The monitor evaluated Ally Financial Inc (NYSE:GMA), Bank of America Corp (NYSE:BAC), Citigroup Inc (NYSE:C), JPMorgan Chase & Co (NYSE:JPM) and Wells Fargo & Co (NYSE:WFC) for their compliance with mortgage servicing standards mandated by National Mortgage Settlement.

Wells Fargo Failed:

Joseph A. Smith found Wells Fargo & Co (NYSE:WFC) failed to comply with the servicing standard governing the timeline for notifying borrowers of deficiencies in applications for mortgage modifications.

In May, New York state Attorney General Eric Schneiderman notified a committee monitoring the agreement that he intended to sue Bank of America Corp (NYSE:BAC) and Wells Fargo & Co (NYSE:WFC)  for violations of the servicing standards. However, a Bank of America Corp (NYSE:BAC) spokesperson said the bank took immediate steps to resolve the deficiencies.

Last year, Eric T. Schneiderman sued three of the country’s biggest banks, over their use of a national private electronic mortgage registry, accusing them of deceptive and unlawful practices, including false documents in foreclosure proceedings.

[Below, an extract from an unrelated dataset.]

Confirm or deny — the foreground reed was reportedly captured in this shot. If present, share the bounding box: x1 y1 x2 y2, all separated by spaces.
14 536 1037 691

Findings Of Mortgage Servicing Tests

According to the monitor, four of the largest U.S. mortgage servicers failed to comply with parts of a $25 billion landmark national mortgage settlement. Bank of America Corp (NYSE:BAC), JP Morgan Chase & Co (NYSE:JPM), Citigroup Inc (NYSE:C), and Wells Fargo & Co (NYSE:WFC) each failed to at least one of the 29 metrics to measure the effectiveness of relief provided by banks to homeowners who are under threat of foreclosure.

The $25 billion settlement was brokered last year between five banks and 49 state attorney general, wherein banks have agreed to provide relief to homeowners and comply with a set of servicing standards to atone for foreclosure misconduct.

The settlement also includes 304 Servicing Standards that participating servicers are required to adhere to. These standards are intended to smoothen the process for homeowners to seek loan modifications.

Bank of America Corp (NYSE:BAC) and J.P. Morgan said last month that they had recently completed doling out the required aid under the settlement, while Wells Fargo & Co (NYSE:WFC)  had said it was 90 percent complete. National Mortgage Settlement Monitor Smith said the first audit, which would examine all aid completed through 2012, would be done by next month. He had certified earlier this year that Ally Financial Inc (NYSE:GMA) had satisfied that portion of the settlement.

The mortgage servicing standards would remain in effect for three years. Banks can be tested on their compliance even if they have fulfilled the consumer-relief portions of the settlement.